Interval matching consists of dividing the range of propensity scores into a fixed number of intervals (which need not be of equal length). An interval-specific estimate is obtained by taking the difference between the mean outcomes of the treated and untreated units in each interval.
Radius/caliper matching takes the mean of the outcomes for untreated units within a fixed radius of each treated unit as the estimated expected counterfactual. You pick the radius.
Kernel matching uses weights that decline with the PS distance. You can think about kernel matching as running a weighted regression for each treated observation using the comparison group data and the regression includes only an intercept term. Here you have to pick the kernel and the bandwidth. Larger bandwidth means further observations will have larger weights.

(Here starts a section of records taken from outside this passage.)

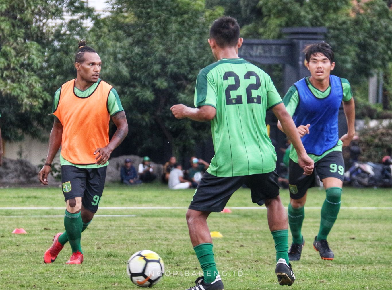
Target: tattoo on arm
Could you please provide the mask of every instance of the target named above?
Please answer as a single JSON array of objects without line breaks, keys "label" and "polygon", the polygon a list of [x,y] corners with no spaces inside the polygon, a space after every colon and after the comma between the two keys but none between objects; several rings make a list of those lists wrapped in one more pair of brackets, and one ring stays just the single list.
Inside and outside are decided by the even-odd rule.
[{"label": "tattoo on arm", "polygon": [[122,142],[128,134],[128,123],[125,112],[123,111],[117,112],[113,115],[112,120],[117,127],[113,137],[120,140],[118,144],[116,145],[116,147]]},{"label": "tattoo on arm", "polygon": [[127,117],[125,115],[125,112],[123,111],[120,111],[119,112],[117,112],[112,116],[112,120],[113,120],[113,122],[121,120],[121,119],[127,119]]},{"label": "tattoo on arm", "polygon": [[127,136],[127,132],[125,131],[125,130],[121,129],[121,128],[117,128],[117,130],[116,130],[116,132],[114,132],[114,135],[113,135],[113,137],[116,137],[121,140],[120,142],[124,140],[124,138],[125,137]]}]

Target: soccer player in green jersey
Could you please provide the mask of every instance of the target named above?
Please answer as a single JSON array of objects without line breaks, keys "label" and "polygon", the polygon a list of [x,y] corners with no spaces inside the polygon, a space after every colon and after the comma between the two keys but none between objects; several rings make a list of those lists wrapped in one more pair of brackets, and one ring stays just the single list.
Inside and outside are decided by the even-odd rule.
[{"label": "soccer player in green jersey", "polygon": [[[128,133],[125,113],[116,90],[99,77],[99,56],[84,41],[78,47],[74,65],[76,78],[64,84],[54,94],[49,148],[38,175],[40,181],[47,185],[52,162],[61,146],[65,231],[55,235],[45,252],[44,261],[47,263],[54,262],[68,242],[72,254],[65,263],[83,262],[82,232],[98,210],[109,158]],[[117,129],[109,141],[111,119]]]},{"label": "soccer player in green jersey", "polygon": [[[321,259],[332,260],[334,253],[327,237],[340,208],[344,173],[342,146],[350,144],[355,133],[354,101],[347,80],[330,74],[335,63],[334,52],[328,44],[312,44],[304,51],[310,76],[290,87],[283,101],[302,136],[307,152],[314,161],[316,171],[326,191],[319,230],[313,246]],[[347,132],[339,139],[338,117],[342,101]],[[279,124],[278,126],[281,128]],[[306,177],[302,175],[296,153],[292,150],[290,158],[288,214],[293,241],[289,257],[290,261],[298,261],[305,243],[301,234],[304,206],[308,189],[314,185],[315,175],[314,173]]]},{"label": "soccer player in green jersey", "polygon": [[238,57],[243,41],[235,19],[223,17],[214,22],[208,42],[218,61],[199,73],[196,108],[178,104],[171,108],[178,119],[211,121],[215,152],[186,214],[191,240],[204,274],[190,290],[223,289],[207,220],[212,212],[221,211],[233,193],[244,184],[250,189],[252,201],[260,205],[265,204],[267,209],[279,284],[291,285],[295,279],[287,253],[288,227],[279,197],[276,155],[265,124],[268,109],[283,124],[298,152],[303,173],[310,174],[313,163],[269,76]]}]

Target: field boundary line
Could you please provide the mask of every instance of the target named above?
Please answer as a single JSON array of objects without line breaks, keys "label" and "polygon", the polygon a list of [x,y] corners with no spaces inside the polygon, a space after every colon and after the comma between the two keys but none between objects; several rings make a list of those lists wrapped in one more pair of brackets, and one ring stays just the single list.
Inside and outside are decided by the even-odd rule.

Local linear matching is very similar, but also included a linear term in PS. Some people will also include higher order polynomial terms.
Finally, you have inverse probability weighting. The basic idea is that you can figure out the expected untreated outcome (in either the treated population or the full population) by reweighting the observed values using the treatment probabilities.
There are some guidelines about how to pick a method here.
There is a list of software and packages that can do matching here. Stata also now has native PSM estimators. In my experience, replicating the output by hand is often very hard once you go past the simplest estimators. However, you can also find examples with output for all of these online, so even if you don't have the software, they will give you a useful benchmark since you can usually track down the data.
Best Answer
Saying the propensity score matching estimated quantity is a counterfactual does not make it counterfactual.
According to Pearl, ATT is a counterfactual estimand. This means you cannot find it without knowing ATE (the causal effect) first. Pearl's way to find a counterfactuals is by finding ATE in a SCM setting, replacing the treatment with the alternative treatment (e.g. control) in the equations, and recalculating the outcome from the equations to find the counterfactual effect; i.e., you find the residuals from the causal estimation and use them in the counterfactual.
I think predicting ATT directly from the data using propensity score methods amounts to arbitrarily choosing controls that are not identical to the treatment units; they are just similar, and we do not know how similar. They are similar in the confounding causes, but not similar in the other and unknown causes of the outcome.
A safer method is to find ATE using propensity matching and then use it to find ATT in an independent step using SCM. To me this is more logical. See Pearl's Primer for more details.